On parle régulièrement de livre dont l’adaptation est impossible. "Sur la route" en fait d’autant plus parti qu’il est inadaptable à double titre. Avant même que la première ligne du scénario eut été écrite, avant qu’un nom n’ait été désigné pour le premier technicien ou figurant, le projet était voué à subir une double peine.

D’abord être à la hauteur d’un livre devenu "culte" (si l’expression a jamais voulu dire quelque chose) pour au moins deux générations, et dont l’origine de la vénération tient au moins autant pour son style que son propos. Ensuite d’avoir pour sujet les désirs de liberté et d’émancipation d’une jeunesse qui, à l’heure du Binge drinking, des projet X et des soirées Skins, parait forcément parfaitement désuète.

Une fois ces deux écueils contourné, que reste-t-il du film ? En dehors de son enjeu tétanisant, et en ayant en tête qu’au cours des années 50 fumer un joint pouvait vous envoyer en taule pour plusieurs années, alors que le poids des mentalités pesait sur vous avec la lourdeur d’un supertanker empli d’enclumes ayant coulé, quelles qualités préservent le film de Walter Salles ?

Un film agréable (même si moins réussi visuellement que "carnet de route", dans mon souvenir) qui tient sur ses personnages. Si Sal, caractère central, est le moins remarquable de la bande il est assez joliment entouré. Je continue à trouver Kristen Stewart indigne des tombereaux d’insultes qu’elle se prend sur le coin de la gueule depuis ses premières apparitions (je précise, je n’ai jamais vu Twilight, par contre, je l’ai apprécié dans "welcome to the Rileys" ou "les runaways").
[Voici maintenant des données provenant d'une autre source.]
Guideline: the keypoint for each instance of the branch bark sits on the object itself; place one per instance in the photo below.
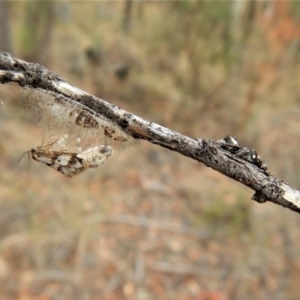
(214, 154)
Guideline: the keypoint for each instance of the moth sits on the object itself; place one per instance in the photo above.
(71, 164)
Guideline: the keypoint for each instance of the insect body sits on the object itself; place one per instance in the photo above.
(231, 145)
(71, 164)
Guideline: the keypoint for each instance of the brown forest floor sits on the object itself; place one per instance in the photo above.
(152, 224)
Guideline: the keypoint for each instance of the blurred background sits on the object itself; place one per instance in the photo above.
(152, 224)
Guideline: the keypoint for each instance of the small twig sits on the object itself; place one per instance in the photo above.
(211, 153)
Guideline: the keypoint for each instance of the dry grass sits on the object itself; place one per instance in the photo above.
(152, 224)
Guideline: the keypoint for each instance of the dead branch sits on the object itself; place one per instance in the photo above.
(225, 156)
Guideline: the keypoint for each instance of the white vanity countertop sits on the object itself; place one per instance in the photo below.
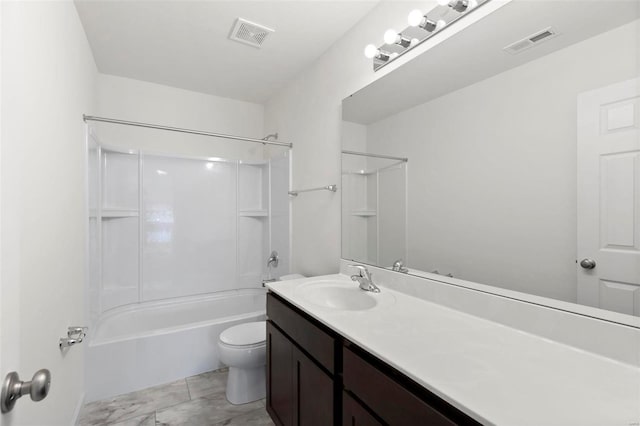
(496, 374)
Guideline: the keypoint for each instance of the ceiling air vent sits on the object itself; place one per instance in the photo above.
(530, 41)
(250, 33)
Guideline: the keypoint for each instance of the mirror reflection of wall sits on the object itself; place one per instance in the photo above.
(374, 206)
(493, 140)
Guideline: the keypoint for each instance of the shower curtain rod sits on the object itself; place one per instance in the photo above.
(181, 130)
(365, 154)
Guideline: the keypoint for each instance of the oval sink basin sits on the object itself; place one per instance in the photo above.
(339, 296)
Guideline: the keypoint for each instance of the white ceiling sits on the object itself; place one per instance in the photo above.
(185, 44)
(475, 53)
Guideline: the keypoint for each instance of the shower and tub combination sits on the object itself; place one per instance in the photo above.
(179, 246)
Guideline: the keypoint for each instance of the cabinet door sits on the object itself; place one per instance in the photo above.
(280, 402)
(354, 414)
(313, 390)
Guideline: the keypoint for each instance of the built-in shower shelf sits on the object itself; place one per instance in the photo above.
(115, 213)
(363, 213)
(254, 213)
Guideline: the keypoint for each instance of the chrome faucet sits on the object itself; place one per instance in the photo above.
(364, 279)
(398, 266)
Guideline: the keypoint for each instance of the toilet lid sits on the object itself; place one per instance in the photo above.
(249, 333)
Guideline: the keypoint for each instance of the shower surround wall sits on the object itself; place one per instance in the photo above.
(178, 249)
(168, 227)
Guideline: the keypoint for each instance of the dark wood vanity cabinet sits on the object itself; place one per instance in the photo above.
(300, 389)
(316, 377)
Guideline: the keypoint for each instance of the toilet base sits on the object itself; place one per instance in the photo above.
(246, 385)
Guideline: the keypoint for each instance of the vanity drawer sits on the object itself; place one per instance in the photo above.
(318, 343)
(384, 391)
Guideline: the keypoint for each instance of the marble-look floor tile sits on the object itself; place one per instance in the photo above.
(208, 383)
(254, 418)
(207, 410)
(134, 404)
(144, 420)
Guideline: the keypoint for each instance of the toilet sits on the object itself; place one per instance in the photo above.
(243, 349)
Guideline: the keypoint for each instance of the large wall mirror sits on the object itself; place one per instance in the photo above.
(517, 169)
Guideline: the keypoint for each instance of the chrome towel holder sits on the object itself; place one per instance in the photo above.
(332, 188)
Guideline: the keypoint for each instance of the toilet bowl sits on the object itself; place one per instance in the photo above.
(243, 350)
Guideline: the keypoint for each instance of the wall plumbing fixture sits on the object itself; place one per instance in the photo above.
(421, 27)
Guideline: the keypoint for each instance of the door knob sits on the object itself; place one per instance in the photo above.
(587, 263)
(13, 388)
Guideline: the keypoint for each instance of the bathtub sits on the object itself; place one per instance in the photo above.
(138, 346)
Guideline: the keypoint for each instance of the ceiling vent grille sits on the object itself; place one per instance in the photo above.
(250, 33)
(530, 41)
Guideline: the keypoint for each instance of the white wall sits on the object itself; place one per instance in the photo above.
(493, 186)
(134, 100)
(307, 112)
(48, 80)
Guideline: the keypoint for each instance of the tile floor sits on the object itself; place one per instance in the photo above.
(195, 401)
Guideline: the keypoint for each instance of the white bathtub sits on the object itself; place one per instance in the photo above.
(138, 346)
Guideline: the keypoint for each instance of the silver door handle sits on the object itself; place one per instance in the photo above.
(587, 263)
(13, 388)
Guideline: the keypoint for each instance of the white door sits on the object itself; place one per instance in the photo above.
(609, 198)
(43, 214)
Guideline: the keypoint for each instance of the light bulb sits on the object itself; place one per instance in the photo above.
(390, 36)
(371, 51)
(415, 18)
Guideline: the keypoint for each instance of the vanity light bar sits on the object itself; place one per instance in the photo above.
(421, 27)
Bref, je lui trouve son petit charme. Viggo Mortensen et Steve Buscemi sont comme d’habitude, mieux qu’un gage de qualité, une assurance classieuse.

Et surtout, surtout, Garrett Hedlund emporte carrément le morceau dans le rôle d’un Dean Moriarty aussi attachant qu’insupportable. En tout cas, moi, j’ai reconnu bien des amis de mes folles années étudiantes, vous savez, de ces types aussi tentateurs que désarmant et surtout toujours épuisants.
Et puis deux trois scènes réussies, qui sonnent bien dans le ton, comme la réaction de gêne de Sal lors de sa première proposition de plan cul à trois ou encore la dernière rencontre entre Sal et Dean, qui ne fait pas la part belle au "héros".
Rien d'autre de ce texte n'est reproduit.